After that, I cast around for what else might be easy. Pillowcases, I decided. I would make everyone pillowcases. Like, Christmas pillowcases, special ones just for Christmas. And I disappeared into the dining room, where I’d set up my machine. I ironed and French-seamed and ironed and pinned and suddenly I wasn’t freaking out about deadlines or my husband being late coming home or life in general. I was happy, humming along, hiding from the world.
Because I suffer from moderate to severe anxiety, a good part of my life is spent freaking out about details no one else notices, like the clutter on the kitchen table or whether my dog will look stupid at obedience class or if my husband will die a fiery crash on the way home from work at 4:15 on a Tuesday afternoon. I worry that the kids are getting sick; I fret about the flu.
But most of all, I have social anxiety, which extends into digital social anxiety. Facebook triggers me. So does every other type of social media. The news triggers me because I think we’re all going to die in a nuclear holocaust or immigrants are dying of heatstroke in trucks on the border or women are dying by the hands of their abusive husbands. Then there’s #MeToo and all the scumbags whose asses are now totally canceled.
But if I’m sewing, I’m on Facebook. No one is telling me about the latest Donald Trump horribleness or which celebrity we’d discovered had molested underage girls. I could be on Pinterest. For patterns. And you don’t really have to interact with humans on Pinterest if you ignore your notifications.
So I kept at it. My husband graded papers while the kids destroyed the house. They’d been enriched all day homeschooling and going to the park, so what was the big deal? They were happy. I suddenly wasn’t parenting, without a break, from 7 am until 9:30 pm. My drawers were stuffed full of recycled clothing efforts.
I sewed. And sewed. And sewed. Because suddenly I wasn’t scared anymore.

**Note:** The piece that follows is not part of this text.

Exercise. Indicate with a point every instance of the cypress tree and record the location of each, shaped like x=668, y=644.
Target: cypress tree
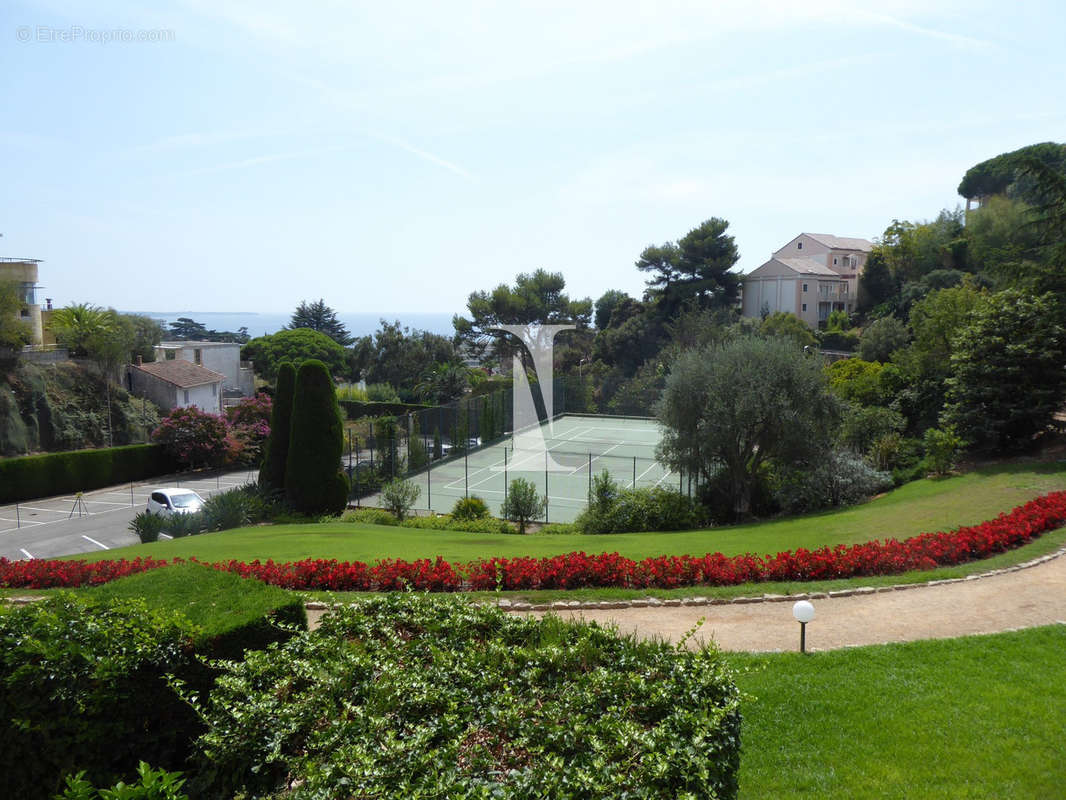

But I knew I was sewing too much. I missed my kids. I felt left out too. My husband would take the kids to the park without me, with the words, “You stay home and sew.” He knew what it was doing for me.
But if it wasn’t sewing, it would be reading. I can tear through a novel in a day, given the motivation, and anxiety certainly gives you the motivation to burrow into a book. My in-laws gifted me a juicy biography for Christmas (my MIL and I share an obsession with the British royals), and I found myself sneaking down to the basement or up to the bedroom to devour depressing details of a royal childhood at Gordonstoun or a raucous love life pre-Diana.
Yes, I ditched my husband with the kids, because they were cooped up and stressing me out — throwing blocks everywhere and whining in someone else’s house, demanding things I couldn’t locate and brawling with someone else’s small dogs while watching a TV I couldn’t operate. I didn’t know the city and couldn’t just drive to Target. I was chewing my cuticles and picking the skin around my thumbs until I found a book and started hiding.
None of this is uncommon. People with anxiety, both medicated and unmedicated — and I am medicated to the gills — find ways to cope. And one of the most common ways to cope is to go all-in on something, perhaps to the detriment of the rest of our lives. In the past, I’ve memorized all of the musical Hamilton, crocheted everything from tiny baby hats to enormous blankets, and obsessively attachment-parented my children. All of these things gave my brain a focus away from the things that triggered it, from the terrors that dropped me to my knees (literally). They stopped me from screaming, because my anxiety often turns into inchoate rage.
But these obsessions often led to overspending too. On yarn, with the crocheting. On books, with the reading. On online shopping. Right now, on “fabric” (read: clothing) from Goodwill that I can upcycle, and trimmings from the actual fabric store. It all adds up.
I do actually miss my kids sometimes. But my oldest wants to learn to sew, so we’re going to start work on the quilt I pieced out from scraps.
It also may prevent me from actually coping. I probably need to deal with some real feelings related to #MeToo. I need to cope with some actual thoughts about having the president we have, and take some real civic action that would make a difference, not sit in a room, with a sunny window and happily humming machine. I need to do some work about why Facebook is such a trigger, especially certain people on Facebook, and figure out how to manage some of that social anxiety instead of sewing, sewing, sewing.
But my machine is there. It’s so shiny, so comforting in its loud hum, its logical progression of stitches. I have pins, an iron. There is order here, even if it doesn’t seem like it, compared to the messiness and fear in the world. And right now, at this point in my life, I need the order. I need the fixation. I need the comfort of a well-made zigzag stitch, the knowledge of when to use what needle when I can’t figure out if a comment on Facebook is funny or weird.
It might not be healthy. But I need this to cope right now, sometimes just to get through the day.